In an effort to create more green space in urban areas, San Diego began work this week on the first of six “promenades” planned throughout downtown.
The first will extend for 11 city blocks along 14th Street, from C Street to Commercial Street, in the East Village. Addition promenades will be will be located along Eighth Avenue, Cedar Street, E Street, Island Avenue and Union Street.
“These promenades will create a more welcoming, open and walkable downtown while planning for the population to more than double there over the next 20 years,” said Mayor Kevin L. Faulconer. “Providing more mobility options and access to parks and green space helps us achieve our climate action goals and supports the economic vitality of this prominent neighborhood and our entire city.”
Construction on the 14th Street Promenade will begin between G and Market streets by removing one vehicle lane and eight parking spaces on the east side and expanding the sidewalk. Additional improvements include better lighting and a double row of trees and landscaping.
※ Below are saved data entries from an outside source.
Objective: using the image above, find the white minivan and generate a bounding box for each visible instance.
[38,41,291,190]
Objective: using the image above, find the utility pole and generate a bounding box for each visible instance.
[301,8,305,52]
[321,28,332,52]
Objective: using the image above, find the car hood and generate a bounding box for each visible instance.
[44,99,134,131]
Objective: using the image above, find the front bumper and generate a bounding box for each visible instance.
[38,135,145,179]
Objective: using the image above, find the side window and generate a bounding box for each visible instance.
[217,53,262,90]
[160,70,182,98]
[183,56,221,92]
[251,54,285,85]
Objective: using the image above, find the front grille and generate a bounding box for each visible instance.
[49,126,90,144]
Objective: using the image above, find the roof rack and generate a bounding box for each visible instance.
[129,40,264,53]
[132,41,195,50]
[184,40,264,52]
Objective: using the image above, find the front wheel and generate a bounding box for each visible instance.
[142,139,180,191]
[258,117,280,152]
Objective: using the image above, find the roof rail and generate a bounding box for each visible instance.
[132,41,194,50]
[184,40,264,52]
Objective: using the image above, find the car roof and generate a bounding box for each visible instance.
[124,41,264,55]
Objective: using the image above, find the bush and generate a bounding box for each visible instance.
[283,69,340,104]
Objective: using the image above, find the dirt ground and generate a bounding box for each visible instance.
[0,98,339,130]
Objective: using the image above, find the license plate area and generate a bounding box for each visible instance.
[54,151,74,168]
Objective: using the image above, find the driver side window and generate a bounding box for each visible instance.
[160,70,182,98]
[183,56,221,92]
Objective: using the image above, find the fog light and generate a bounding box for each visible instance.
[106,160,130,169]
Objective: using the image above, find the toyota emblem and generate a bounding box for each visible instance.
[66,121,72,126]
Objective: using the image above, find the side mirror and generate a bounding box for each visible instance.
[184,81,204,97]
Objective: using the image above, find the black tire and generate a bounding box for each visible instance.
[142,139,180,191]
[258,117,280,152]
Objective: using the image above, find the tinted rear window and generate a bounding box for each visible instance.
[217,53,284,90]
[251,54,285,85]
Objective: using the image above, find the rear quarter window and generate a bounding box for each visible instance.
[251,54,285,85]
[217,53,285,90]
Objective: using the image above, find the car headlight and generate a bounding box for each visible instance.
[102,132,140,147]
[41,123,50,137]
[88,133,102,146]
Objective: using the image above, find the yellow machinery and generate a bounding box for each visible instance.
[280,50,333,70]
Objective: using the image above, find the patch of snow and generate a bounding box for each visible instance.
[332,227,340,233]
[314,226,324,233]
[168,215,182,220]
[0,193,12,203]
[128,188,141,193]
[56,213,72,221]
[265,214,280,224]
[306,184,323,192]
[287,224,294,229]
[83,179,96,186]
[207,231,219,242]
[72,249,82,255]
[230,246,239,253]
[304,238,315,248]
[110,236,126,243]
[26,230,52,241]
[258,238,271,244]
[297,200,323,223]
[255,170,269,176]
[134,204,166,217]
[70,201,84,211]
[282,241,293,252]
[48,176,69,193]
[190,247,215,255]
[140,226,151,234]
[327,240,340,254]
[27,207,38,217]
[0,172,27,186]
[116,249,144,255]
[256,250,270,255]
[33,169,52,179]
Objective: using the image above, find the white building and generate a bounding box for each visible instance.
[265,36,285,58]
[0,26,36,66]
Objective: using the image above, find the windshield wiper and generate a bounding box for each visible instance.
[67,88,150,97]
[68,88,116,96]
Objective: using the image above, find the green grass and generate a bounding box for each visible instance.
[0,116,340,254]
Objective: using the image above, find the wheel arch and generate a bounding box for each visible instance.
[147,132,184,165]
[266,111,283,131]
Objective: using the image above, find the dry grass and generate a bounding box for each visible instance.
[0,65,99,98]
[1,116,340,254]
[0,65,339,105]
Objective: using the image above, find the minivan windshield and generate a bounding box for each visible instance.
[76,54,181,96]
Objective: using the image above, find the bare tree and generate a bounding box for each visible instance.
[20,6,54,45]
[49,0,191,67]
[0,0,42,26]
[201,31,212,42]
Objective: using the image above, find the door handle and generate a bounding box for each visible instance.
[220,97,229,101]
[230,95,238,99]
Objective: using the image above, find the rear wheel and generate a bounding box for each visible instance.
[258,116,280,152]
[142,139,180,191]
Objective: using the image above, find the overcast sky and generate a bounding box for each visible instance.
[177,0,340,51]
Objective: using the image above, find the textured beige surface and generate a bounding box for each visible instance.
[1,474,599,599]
The promenade will feature industrial artifacts donated by the family of late East Village pioneer Bob Sinclair and panels showing historical images of the neighborhood.
The loss of existing on-street parking will be offset by the creation of additional angled spaces replacing parallel parking on several streets. A 185-space underground parking garage is also planned for the future East Village Green park.
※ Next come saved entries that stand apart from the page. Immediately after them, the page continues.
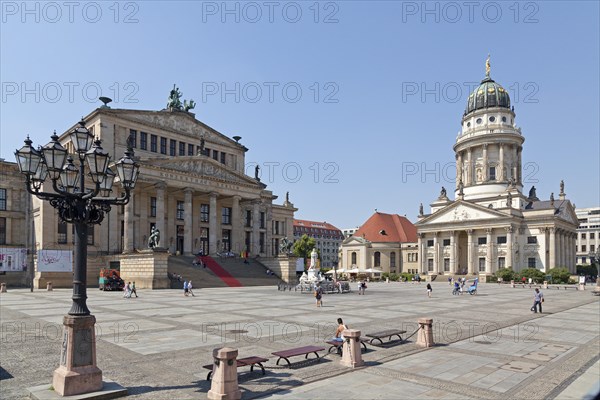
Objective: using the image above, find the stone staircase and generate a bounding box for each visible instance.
[167,255,282,288]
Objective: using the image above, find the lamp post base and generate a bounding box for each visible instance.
[52,315,102,396]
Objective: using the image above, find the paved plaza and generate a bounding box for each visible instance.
[1,281,599,399]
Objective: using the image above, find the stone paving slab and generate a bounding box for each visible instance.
[0,282,598,399]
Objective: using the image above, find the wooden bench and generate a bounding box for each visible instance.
[366,329,407,345]
[591,290,600,296]
[272,345,325,367]
[325,339,369,355]
[202,356,268,380]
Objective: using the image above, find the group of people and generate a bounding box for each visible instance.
[357,280,367,295]
[123,281,138,298]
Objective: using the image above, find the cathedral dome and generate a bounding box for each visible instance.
[464,77,511,116]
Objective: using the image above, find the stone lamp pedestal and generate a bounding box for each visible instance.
[340,329,364,368]
[52,315,102,396]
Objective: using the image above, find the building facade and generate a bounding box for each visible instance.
[341,227,359,239]
[575,207,600,265]
[293,219,344,268]
[339,212,418,274]
[25,93,296,287]
[415,62,578,276]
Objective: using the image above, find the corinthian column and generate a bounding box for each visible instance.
[123,192,134,253]
[183,188,193,255]
[209,192,218,254]
[486,228,493,274]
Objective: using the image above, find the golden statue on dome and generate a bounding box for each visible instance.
[485,54,491,78]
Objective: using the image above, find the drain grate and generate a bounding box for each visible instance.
[225,330,249,334]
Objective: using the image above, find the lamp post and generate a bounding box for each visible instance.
[15,119,139,396]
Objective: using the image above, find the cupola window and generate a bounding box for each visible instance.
[489,116,496,122]
[476,118,482,124]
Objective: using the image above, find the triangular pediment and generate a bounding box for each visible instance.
[145,157,260,186]
[417,201,508,225]
[555,201,579,226]
[100,109,238,148]
[342,236,368,245]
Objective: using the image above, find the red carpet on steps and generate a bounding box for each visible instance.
[201,256,243,287]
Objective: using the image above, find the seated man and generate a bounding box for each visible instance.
[333,318,348,342]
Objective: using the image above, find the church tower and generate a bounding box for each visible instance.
[453,56,525,208]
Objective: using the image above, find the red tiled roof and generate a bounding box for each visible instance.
[293,219,342,233]
[352,212,417,243]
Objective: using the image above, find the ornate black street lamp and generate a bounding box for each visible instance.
[15,119,139,396]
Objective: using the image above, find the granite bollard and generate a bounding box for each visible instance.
[47,282,53,291]
[340,329,364,368]
[207,347,241,400]
[0,283,6,293]
[416,318,435,348]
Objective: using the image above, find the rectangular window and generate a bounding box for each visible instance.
[179,142,185,156]
[245,231,251,252]
[176,201,184,220]
[528,258,536,268]
[443,239,450,246]
[260,212,265,229]
[498,257,506,269]
[591,233,595,239]
[0,217,6,245]
[150,197,157,217]
[259,232,265,253]
[222,207,232,225]
[150,134,158,152]
[140,132,147,150]
[478,237,487,245]
[427,239,434,247]
[274,221,280,235]
[0,188,6,210]
[159,137,166,154]
[129,129,137,148]
[427,258,434,271]
[527,236,537,244]
[489,166,496,181]
[170,139,176,156]
[205,147,210,157]
[220,152,226,164]
[213,150,219,161]
[582,245,587,252]
[478,257,486,272]
[58,220,67,244]
[591,245,596,252]
[581,233,586,239]
[200,204,209,222]
[444,258,450,272]
[188,143,194,156]
[497,236,507,244]
[246,210,252,227]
“Promenades, when designed thoughtfully, can increase economic activity and public opportunities within our communities,” said City Councilmember Chris Ward, who represents the area. “These promenades are a central feature of the Downtown Mobility Plan and overall efforts to invest in walkable neighborhoods connected to our open spaces and parks.”
The mobility plan was approved by the City Council in 2016 to transform downtown San Diego into a world-class urban center while supporting the city’s Climate Action Plan. By 2040, downtown’s population is expected to grow from about 38,000 to 90,000 people, with a majority of residential units planned for East Village.